Twelve years ago, my mom bought me a suit. I was 22, a recent college graduate and had just been hired for my first real desk job, which was about as real as All-Star Wrestling. She called it my “power suit.”
“Every woman should have a red suit,” she declared as I unwrapped the suit on Christmas morning. It was wool and fire-engine red with built-in shoulder pads. When I put it on, I felt like the center for the Kansas City Chiefs.
Growing up, my mom defined ‘90s businesswoman chic. She wore department store suit sets, silk blouses, gold Anne Klein earrings, neutral hose and Joyce pumps that she called “timeless.” She spritzed on Red Door perfume and shielded herself from the world with a hair-helmet lovingly cemented with Aqua Net. People treated her like a senator’s wife because she looked the part. Before she left for work, she’d strike a model pose in front of her full-length mirror and click her tongue approvingly.
I wanted to grow up to be just like my mom but I didn’t know exactly what that meant. Mom had been in sales most of her life, and I too imagined myself as a corporate 9-to-5 something-or-other—someone in a corner office of a high rise with an administrative assistant taking my calls. Someone people listened to. Someone important. Someone in a red power suit with Joyce pumps.
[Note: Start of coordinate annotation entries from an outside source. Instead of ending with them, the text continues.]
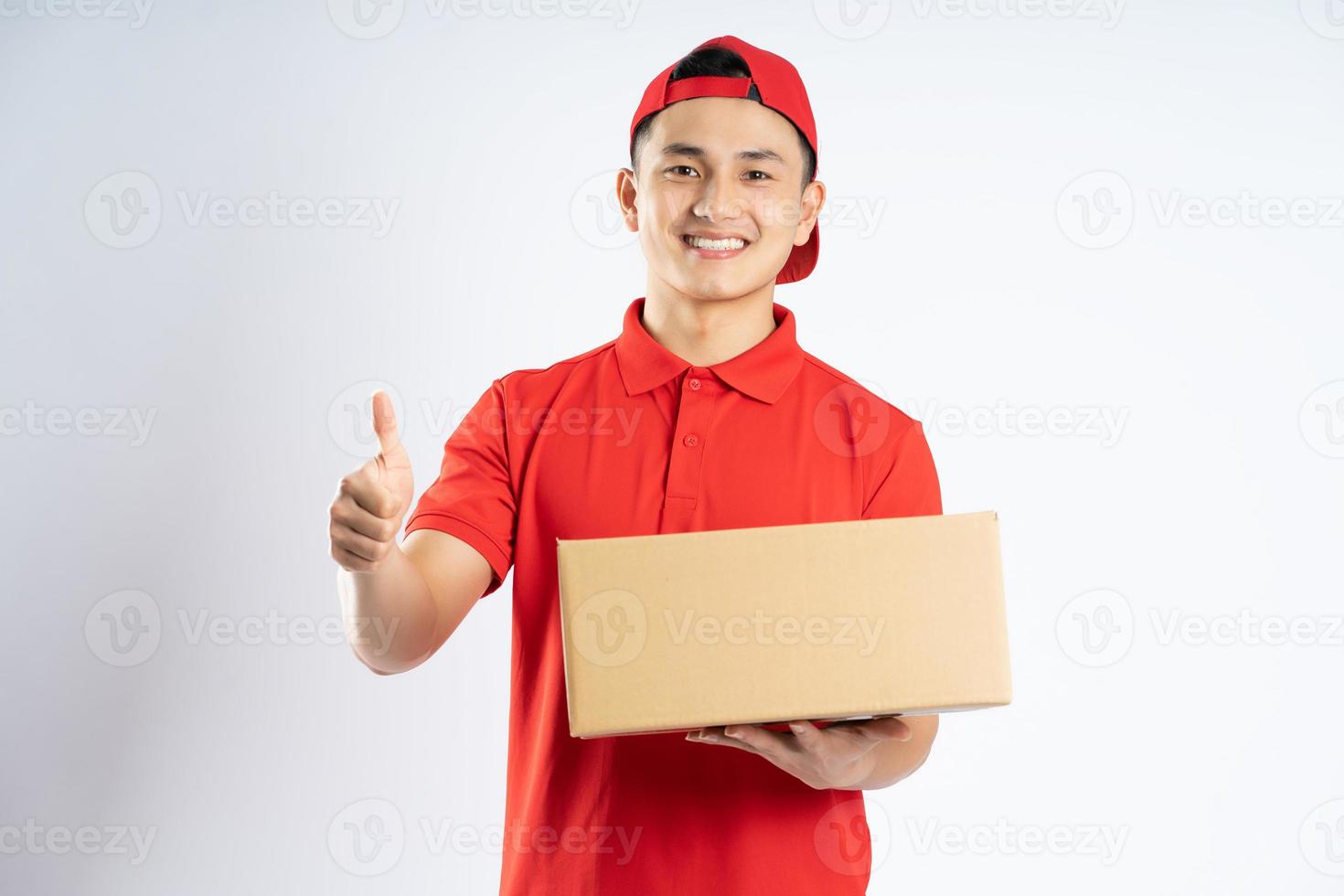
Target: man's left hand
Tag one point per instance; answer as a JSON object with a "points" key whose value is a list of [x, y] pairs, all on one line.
{"points": [[839, 756]]}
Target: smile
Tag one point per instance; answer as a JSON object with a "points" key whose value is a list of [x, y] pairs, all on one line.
{"points": [[706, 248]]}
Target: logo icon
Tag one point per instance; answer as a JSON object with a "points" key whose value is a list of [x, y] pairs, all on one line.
{"points": [[1097, 209], [609, 627], [123, 209], [1097, 627], [595, 212], [852, 837], [852, 420], [1324, 16], [123, 627], [366, 19], [349, 418], [1321, 420], [1321, 838], [852, 19], [368, 837]]}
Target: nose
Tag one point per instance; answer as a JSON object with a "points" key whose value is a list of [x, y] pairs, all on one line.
{"points": [[718, 200]]}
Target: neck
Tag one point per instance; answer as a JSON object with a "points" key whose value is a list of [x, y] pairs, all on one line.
{"points": [[707, 331]]}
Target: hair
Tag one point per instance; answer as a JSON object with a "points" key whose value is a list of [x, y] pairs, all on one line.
{"points": [[723, 63]]}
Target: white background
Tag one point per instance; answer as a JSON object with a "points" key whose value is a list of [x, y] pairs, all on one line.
{"points": [[966, 272]]}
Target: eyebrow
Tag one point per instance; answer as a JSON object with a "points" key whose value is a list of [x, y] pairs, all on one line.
{"points": [[748, 155]]}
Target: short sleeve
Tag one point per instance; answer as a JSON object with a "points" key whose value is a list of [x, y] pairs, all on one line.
{"points": [[474, 497], [909, 484]]}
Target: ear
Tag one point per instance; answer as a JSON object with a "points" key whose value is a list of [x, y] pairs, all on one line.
{"points": [[814, 197], [625, 194]]}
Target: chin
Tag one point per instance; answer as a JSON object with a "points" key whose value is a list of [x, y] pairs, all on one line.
{"points": [[717, 288]]}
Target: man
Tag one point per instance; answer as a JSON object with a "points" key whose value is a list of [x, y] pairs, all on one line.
{"points": [[702, 414]]}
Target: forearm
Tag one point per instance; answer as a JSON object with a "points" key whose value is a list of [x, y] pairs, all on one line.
{"points": [[390, 614], [898, 759]]}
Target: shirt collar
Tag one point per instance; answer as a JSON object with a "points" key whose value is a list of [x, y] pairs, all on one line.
{"points": [[763, 371]]}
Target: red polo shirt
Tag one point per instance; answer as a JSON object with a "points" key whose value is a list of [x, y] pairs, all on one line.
{"points": [[631, 440]]}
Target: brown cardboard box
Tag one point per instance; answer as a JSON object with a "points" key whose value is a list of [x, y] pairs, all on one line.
{"points": [[815, 621]]}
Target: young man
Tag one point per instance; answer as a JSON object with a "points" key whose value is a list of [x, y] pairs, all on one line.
{"points": [[702, 414]]}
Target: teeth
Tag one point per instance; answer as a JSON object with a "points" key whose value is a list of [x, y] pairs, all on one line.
{"points": [[717, 245]]}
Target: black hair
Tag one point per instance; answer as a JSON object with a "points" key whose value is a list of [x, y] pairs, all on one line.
{"points": [[723, 63]]}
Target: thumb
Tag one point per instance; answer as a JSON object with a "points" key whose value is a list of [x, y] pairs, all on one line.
{"points": [[385, 422]]}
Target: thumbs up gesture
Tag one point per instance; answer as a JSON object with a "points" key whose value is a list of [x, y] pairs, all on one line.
{"points": [[372, 500]]}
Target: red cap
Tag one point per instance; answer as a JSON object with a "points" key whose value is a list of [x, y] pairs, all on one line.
{"points": [[777, 85]]}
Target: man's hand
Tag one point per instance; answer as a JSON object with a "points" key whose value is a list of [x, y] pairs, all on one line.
{"points": [[368, 508], [844, 755]]}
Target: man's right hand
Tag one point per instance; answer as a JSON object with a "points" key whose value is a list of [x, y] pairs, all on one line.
{"points": [[372, 500]]}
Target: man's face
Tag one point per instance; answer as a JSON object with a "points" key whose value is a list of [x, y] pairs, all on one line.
{"points": [[720, 168]]}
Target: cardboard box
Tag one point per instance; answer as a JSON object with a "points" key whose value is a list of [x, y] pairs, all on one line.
{"points": [[817, 621]]}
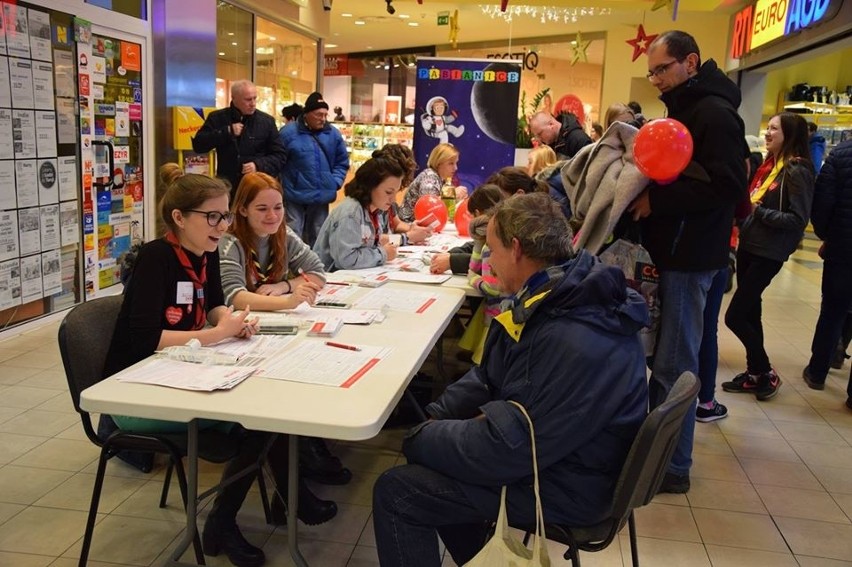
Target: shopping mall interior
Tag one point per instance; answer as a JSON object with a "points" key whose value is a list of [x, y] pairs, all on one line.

After college I worked an unfulfilling desk job for three years. I answered phones, filed papers and watched the second hand slug around the clock. I dressed nice and people respected me enough, but I didn’t respect myself. I didn’t respect the work I produced. I never donned the red suit. Not once. The red suit seemed like something reserved for a real businesswoman, whereas I was merely acting the part.
I could have returned it. The tags were still attached. It didn’t fit in with the rest of my clothes; instead it hung quietly in the back of my closet. I felt guilty when I saw it there, glowing like the red-light district in a seedy part of town. Guilty because it cost my mom $100. Guilty because I told her that I wore it to every important meeting. Guilty because it reminded me of what I hoped to become but hadn’t yet achieved.
Then one day, with my husband’s blessing, I walked away from my desk. I went back to school, earned a graduate degree and started teaching college courses. Then I had a baby and went back to school to get a second graduate degree and now I’m raising our daughter and making a living teaching and writing. And I do it in jeans and ballet flats. Sometimes I do it in my pajamas. Most importantly, I do it all without the red suit.
Last year, I tried to part with the suit at our garage sale. My friends mocked me when they saw it saying, “Hilary Clinton wants her suit back.” Like “Alf” and Def Leppard, the suit was no longer relevant—its time had come and passed. So I took it to Goodwill and I didn’t look back. I didn’t think much about it at the time, but I did feel a sudden sense of relief when it was gone, as if someone had pulled a nagging, rabid monkey off my back.
Today as I sit down and quietly reflect on what I’ve accomplished in my life and where I’m headed, I realize that the red suit represented the woman I felt I should be, not the one I wanted to be. I wanted to be a wife, a mother, a writer, a teacher. I didn’t want my mom’s 9-to-5 desk job, and she didn’t necessarily want that for me either. Giving me that suit was simply Mom’s way of saying she wanted me to be my best person. Isn’t that what every good mom really wants?
It took me a while to discover that life is about finding fulfillment by opening yourself up to possibilities you never thought possible. I have not accomplished everything I hope to accomplish, but I feel as if I’m headed in the right direction. Mom wasted $100 on that suit—but maybe that just depends on how you look at it. Rather than representing what I wanted to become, the suit showed me what I didn’t want. As far as life lessons go, $100 is pretty cheap—at least I hope Mom sees it that way after reading this.
Sorry, Mom. And more importantly: thank you, Mom.